Friday, January 28, 2011

Getting emPOWERed, iPhone Nutrition Apps, and Fish Oil & Oxidation

Recently, I had decided that enough was enough:  I was sick of being all left, and not all RIGHT.  I definately haven't been all right in a while---I seem to be chronically plagued by "isolated" (I use that term sarcastically, because nothing is truly isolated) left sided injuries, such as:
  • Left shoulder pain, which lasted for a year, and which I threw the kitchen sink at
  • Recent left knee pain, which is probably due to
  • Chronic left hip pain, high glut med/min area.
  • Chronic left wrist pain
  • Re-occurring left Achilles pain post-running.
  • Recent left side mid-back strain while doing tempo 5/3/x/1 front squats at a light 175#.  This was, ironically, the straw that broke the camel's back, so to speak.
It sounds like a nasty list; the back strain aside, I can honestly live with this stuff daily---I assume (regardless if you agree or not) that it comes with the territory.  But, after Tuesday's spasmodic debacle, enter John Power. 

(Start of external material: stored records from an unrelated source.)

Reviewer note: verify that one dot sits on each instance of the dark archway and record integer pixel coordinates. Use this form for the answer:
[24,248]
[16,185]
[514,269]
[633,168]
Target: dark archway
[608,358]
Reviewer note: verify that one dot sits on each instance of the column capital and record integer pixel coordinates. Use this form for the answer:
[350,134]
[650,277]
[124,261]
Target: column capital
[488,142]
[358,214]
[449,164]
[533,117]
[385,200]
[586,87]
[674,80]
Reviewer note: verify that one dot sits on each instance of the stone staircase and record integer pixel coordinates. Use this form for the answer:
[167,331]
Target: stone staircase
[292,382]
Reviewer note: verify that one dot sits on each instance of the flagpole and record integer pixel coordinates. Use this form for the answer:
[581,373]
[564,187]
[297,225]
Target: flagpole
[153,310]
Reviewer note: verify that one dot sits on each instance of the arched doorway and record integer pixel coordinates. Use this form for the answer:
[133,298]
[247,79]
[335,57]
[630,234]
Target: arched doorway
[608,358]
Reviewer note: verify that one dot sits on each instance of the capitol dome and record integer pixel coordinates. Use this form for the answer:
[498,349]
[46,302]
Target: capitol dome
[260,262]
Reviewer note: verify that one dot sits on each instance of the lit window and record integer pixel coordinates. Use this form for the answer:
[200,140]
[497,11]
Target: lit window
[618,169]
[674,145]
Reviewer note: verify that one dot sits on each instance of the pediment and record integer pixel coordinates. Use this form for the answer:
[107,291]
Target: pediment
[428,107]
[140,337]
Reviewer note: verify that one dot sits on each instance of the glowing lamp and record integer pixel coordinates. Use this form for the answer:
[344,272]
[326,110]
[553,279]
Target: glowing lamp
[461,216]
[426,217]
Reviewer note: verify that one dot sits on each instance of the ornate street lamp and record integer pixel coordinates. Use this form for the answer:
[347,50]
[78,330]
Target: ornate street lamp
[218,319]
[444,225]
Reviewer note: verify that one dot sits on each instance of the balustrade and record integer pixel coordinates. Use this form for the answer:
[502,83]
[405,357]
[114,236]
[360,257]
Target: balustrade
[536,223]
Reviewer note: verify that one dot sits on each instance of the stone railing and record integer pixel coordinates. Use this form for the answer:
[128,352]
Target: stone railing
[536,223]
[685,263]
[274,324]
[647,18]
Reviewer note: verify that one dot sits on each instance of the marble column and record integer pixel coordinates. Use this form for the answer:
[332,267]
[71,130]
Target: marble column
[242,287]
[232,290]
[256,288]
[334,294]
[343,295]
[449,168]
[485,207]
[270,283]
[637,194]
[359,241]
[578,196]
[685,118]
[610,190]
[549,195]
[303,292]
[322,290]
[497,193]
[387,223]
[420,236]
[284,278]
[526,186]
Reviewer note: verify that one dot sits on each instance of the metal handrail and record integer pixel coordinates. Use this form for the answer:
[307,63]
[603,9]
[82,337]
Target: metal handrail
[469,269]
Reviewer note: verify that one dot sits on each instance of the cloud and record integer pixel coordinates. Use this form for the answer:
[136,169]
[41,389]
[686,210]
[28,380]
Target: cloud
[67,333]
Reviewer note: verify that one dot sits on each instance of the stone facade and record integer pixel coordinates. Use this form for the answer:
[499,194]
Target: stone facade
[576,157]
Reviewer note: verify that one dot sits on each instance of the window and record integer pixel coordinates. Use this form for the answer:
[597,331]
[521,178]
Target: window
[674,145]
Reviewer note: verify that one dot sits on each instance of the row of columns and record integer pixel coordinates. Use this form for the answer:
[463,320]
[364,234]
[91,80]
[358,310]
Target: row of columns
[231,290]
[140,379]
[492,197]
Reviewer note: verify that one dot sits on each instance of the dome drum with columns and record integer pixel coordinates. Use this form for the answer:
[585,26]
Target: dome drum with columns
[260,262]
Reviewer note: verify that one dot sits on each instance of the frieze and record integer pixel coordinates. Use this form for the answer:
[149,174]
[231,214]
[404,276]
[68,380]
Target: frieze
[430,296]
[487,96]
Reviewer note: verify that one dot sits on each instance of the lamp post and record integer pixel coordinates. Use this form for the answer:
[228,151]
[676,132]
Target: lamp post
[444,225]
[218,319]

John is a registered massage therapist with a specialty in Active Release Techniques; the easiest way I can describe this is deep tissue massage through a range of motion, with the goal of restoring proper mobility.  He operates a very successful Chiropractic/Massage/ART clinic aptly named Power Health.

For as much as I'm diligent about warming up and mobility work(uh, maybe not Tuesday.  Trying to jam in a 5x5 tempo front squat in 20 minutes with a quick 500m row warmup and a few leg swings is negligent.  Bad Coach K!  Bad!) there's times when you need to call in the experts.  Like K-Star of Cf San Fran and MWod fame, John has a wicked eye for dysfunctional movement and impaired mobility.  And my track record would seem to indicate some serious imbalance.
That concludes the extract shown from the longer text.